Daily Reading for August 20 • Bernard, Abbot of Clairvaux, 1153
It is good that faith is shadowy. It tempers the light to the dim-sighted eye and prepares the eye for the light. It is written: “By faith he cleanses their hearts” [Ac 15:19]. Faith, therefore does not extinguish the light but protects it. All that which an angel sees clearly, the shadow of faith delivers to me, stored up now in the embrace of the faithful, to be revealed in due time. Is it not expedient to hold that which is obscure when you cannot comprehend it in its nakedness?
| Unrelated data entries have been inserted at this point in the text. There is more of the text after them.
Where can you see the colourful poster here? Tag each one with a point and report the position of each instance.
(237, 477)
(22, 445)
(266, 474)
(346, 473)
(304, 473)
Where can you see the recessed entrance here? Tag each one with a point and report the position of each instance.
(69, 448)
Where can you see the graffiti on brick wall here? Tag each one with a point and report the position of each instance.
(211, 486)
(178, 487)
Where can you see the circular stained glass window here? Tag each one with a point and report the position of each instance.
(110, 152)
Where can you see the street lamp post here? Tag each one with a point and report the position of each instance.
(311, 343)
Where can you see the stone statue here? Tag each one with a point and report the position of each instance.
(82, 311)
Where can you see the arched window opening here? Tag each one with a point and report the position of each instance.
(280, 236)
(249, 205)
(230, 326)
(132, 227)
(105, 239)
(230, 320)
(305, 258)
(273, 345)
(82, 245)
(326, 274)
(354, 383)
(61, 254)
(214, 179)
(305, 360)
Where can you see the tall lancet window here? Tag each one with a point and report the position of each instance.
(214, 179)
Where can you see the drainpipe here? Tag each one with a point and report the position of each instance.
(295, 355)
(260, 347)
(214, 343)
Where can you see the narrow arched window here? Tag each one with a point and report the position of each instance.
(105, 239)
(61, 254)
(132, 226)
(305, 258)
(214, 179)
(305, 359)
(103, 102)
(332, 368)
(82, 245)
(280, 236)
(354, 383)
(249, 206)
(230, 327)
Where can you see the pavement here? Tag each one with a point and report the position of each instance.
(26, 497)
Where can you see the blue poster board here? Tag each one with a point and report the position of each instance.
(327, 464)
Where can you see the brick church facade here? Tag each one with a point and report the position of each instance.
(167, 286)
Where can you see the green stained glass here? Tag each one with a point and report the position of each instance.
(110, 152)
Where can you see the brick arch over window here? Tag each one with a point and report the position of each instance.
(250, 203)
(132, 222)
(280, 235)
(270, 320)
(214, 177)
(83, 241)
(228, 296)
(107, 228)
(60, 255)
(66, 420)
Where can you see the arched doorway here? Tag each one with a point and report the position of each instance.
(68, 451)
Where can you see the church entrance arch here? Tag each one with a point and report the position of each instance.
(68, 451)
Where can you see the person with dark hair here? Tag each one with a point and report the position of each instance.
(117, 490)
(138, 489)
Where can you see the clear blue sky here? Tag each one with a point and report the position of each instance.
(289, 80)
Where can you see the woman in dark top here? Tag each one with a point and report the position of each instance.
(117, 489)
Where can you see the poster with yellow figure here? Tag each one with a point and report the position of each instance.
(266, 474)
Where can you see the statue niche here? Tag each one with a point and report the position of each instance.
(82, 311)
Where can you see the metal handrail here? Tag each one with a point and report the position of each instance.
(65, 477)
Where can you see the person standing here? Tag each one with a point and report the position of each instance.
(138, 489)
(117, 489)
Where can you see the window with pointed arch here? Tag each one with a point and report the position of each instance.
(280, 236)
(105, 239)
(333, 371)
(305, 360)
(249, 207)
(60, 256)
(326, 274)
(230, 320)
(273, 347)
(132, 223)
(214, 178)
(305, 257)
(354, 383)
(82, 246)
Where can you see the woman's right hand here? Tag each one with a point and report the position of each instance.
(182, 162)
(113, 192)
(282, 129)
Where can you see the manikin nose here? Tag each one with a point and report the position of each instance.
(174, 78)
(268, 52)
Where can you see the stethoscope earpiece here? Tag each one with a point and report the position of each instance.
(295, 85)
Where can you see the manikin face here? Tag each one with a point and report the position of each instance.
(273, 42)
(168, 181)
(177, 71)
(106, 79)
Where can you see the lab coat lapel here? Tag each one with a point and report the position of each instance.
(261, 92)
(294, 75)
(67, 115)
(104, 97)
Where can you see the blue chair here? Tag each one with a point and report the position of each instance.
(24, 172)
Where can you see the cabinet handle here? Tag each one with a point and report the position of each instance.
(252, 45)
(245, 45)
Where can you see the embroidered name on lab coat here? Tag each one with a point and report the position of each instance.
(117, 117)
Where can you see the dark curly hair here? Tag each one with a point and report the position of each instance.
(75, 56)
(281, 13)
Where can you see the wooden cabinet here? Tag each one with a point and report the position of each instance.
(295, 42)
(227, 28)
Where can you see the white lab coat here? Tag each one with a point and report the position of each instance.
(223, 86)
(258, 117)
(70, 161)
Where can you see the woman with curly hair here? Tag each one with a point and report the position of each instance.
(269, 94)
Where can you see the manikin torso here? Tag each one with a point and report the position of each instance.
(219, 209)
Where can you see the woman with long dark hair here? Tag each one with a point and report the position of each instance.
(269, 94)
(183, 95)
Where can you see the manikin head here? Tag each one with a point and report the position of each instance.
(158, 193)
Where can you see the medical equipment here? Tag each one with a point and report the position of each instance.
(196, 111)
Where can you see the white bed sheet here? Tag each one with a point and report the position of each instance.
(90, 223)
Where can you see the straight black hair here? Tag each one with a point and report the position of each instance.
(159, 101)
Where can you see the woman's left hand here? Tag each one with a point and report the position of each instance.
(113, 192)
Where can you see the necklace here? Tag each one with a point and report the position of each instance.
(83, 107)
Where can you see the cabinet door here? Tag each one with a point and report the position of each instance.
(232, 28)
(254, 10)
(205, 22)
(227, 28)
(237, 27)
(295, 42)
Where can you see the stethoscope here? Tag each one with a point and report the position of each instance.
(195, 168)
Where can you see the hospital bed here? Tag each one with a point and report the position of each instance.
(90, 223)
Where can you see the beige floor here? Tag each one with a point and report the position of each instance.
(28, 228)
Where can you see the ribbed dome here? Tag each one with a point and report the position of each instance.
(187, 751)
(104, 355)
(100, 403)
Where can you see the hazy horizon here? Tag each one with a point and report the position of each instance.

The Lord’s mother so lived in the shadow of faith that it is said of her: “Blessed are you who have believed” [Lk 1:45]. Even the body of Christ was a shadow for her, as we hear: “The power of the Most High will cover you with its shadow” [Lk 1:35]. This is no mean shadow which is formed by the power of the Most High. Truly there was power in Christ’s flesh which overshadowed the Virgin, since, by the enveloping shield of his quickening body, she could bear the presence of his majesty and sustain the inaccessible light [1Tm 6:16]—something impossible to mortal woman. That was power indeed, by which all opposing power was defeated. Both the power and the shadow [Lm 4:20] put demons to flight and shield humans—surely a quickening power, surely a refreshing shadow. We who walk by faith [2 Co 5:7] live in the shadow of Christ.
From Bernard of Clairvaux’s Sermons on the Song of Songs 31.9-10, quoted in John R. Sommerfeldt, “Bernard of Clairvaux On the Truth Accessible Through Faith,” in The Joy of Learning and the Love of God: Essays in Honor of Jean Leclercq, edited by E. Rozanne Elder (Kalamazoo, Mich.: Cistercian Publications, 1995).